Dr. Vangie Foshee is a tenured associate professor in the Department of Health Behavior and Health Education in the School of Public Health at the University of North Carolina at Chapel Hill. Her research focus is on adolescent problem behaviors and includes both etiological and evaluation research.
Her etiological research has included identifying determinants, at multiple ecological levels, of violence between adolescent dating couples, adolescent cigarette smoking and alcohol use and adolescent sexual behavior. She has a particular interest in testing biopsychosocial models of adolescent health risk behaviors, especially models examining the influence of interactions between biological factors such as genotypes and hormones and contextual variables on health risk behaviors. Her evaluation research has included the development and evaluation of programs for preventing adolescent dating abuse and adolescent substance use.
Stacey Langwick, Ph.D.
Dr. Stacey Langwick is an assistant professor at the University of Florida and holds a joint appointment with the Department of Anthropology and the Center for Women's Studies and Gender Research.
Safe Dates targets attitudes and behaviors associated with dating abuse and violence. Each of the 10 sessions is about 50 minutes in length. Safe Dates can be flexibly scheduled (e.g. daily or weekly sessions). Reproducible student handouts are included at the end of each session.
Session 1: Defining Caring Relationships: A bingo game and class discussions introduce students to the program. They evaluate how they would like to be treated in dating relationships.
Session 2: Defining Dating Abuse: Through the discussion of scenarios and the review of statistics, students clearly define dating abuse.
Session 3: Why Do People Abuse: During group discussions and the review of scenarios, students identify the causes and consequences of dating abuse.
Session 4: How to Help Friends: Students learn why it is difficult to leave abusive relationships and how to help a friend if she or he is in an abusive relationship.
Session 5: Helping Friends: Students practice effective skills for helping friends who are abused or confronting friends who are abusing.
Session 6: Overcoming Gender Stereotypes: A writing exercise, small-group discussions and scenarios help students learn about gender stereotypes and how these stereotypes can affect dating relationships.
Session 7: How We Feel, How We Deal: Through the use of a feelings diary and a discussion of "hot buttons," students learn effective ways to recognize and handle their anger, so it doesn't lead to abusive behavior.
Session 8: Equal Power through Communication: Students learn the four skills for effective communication and practice these skills in a variety of role-plays.
Session 9: Preventing Dating Sexual Abuse: A quiz, analysis of scenarios and a discussion with peers help students learn about the issue of dating sexual abuse and how to prevent it.
Session 10: Reviewing the Safe Dates Program: Through discussion, evaluation and a poster contest, students will review the safes dates program.
Dating Abuse Play
The Safe Dates program includes a 45-minute play about dating abuse and violence, which was written by high-school drama students.
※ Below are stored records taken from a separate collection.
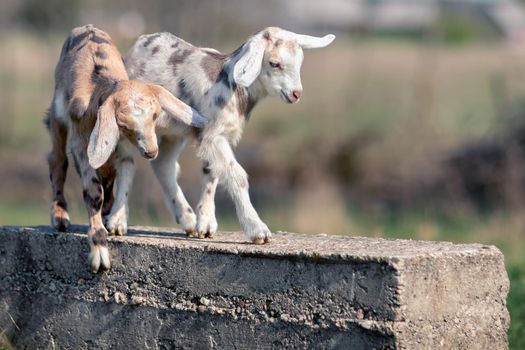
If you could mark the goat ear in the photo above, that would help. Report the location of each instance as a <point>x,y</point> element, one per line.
<point>249,61</point>
<point>313,42</point>
<point>178,109</point>
<point>104,136</point>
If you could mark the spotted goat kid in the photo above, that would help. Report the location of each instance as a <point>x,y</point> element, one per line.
<point>225,88</point>
<point>101,114</point>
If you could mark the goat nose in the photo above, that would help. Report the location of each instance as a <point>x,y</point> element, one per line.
<point>151,154</point>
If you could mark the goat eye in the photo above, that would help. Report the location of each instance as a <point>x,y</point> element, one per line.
<point>275,64</point>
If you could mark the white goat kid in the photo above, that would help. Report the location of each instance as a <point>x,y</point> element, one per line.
<point>224,88</point>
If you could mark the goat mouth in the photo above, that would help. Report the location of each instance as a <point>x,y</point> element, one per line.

After the performance, the actors lead discussions with the audience about the issues presented in the play.
Hosting a poster contest is a great way to reinforce the concepts learned in the curriculum. Posters on the theme of dating abuse prevention can be displayed in school hallways or other community buildings such as libraries, city hall, community centers and shopping malls.
Included with the curriculum is an evidence-based family program, consisting of booklets that parents and their children work through together. All parent materials are provided in English and Spanish.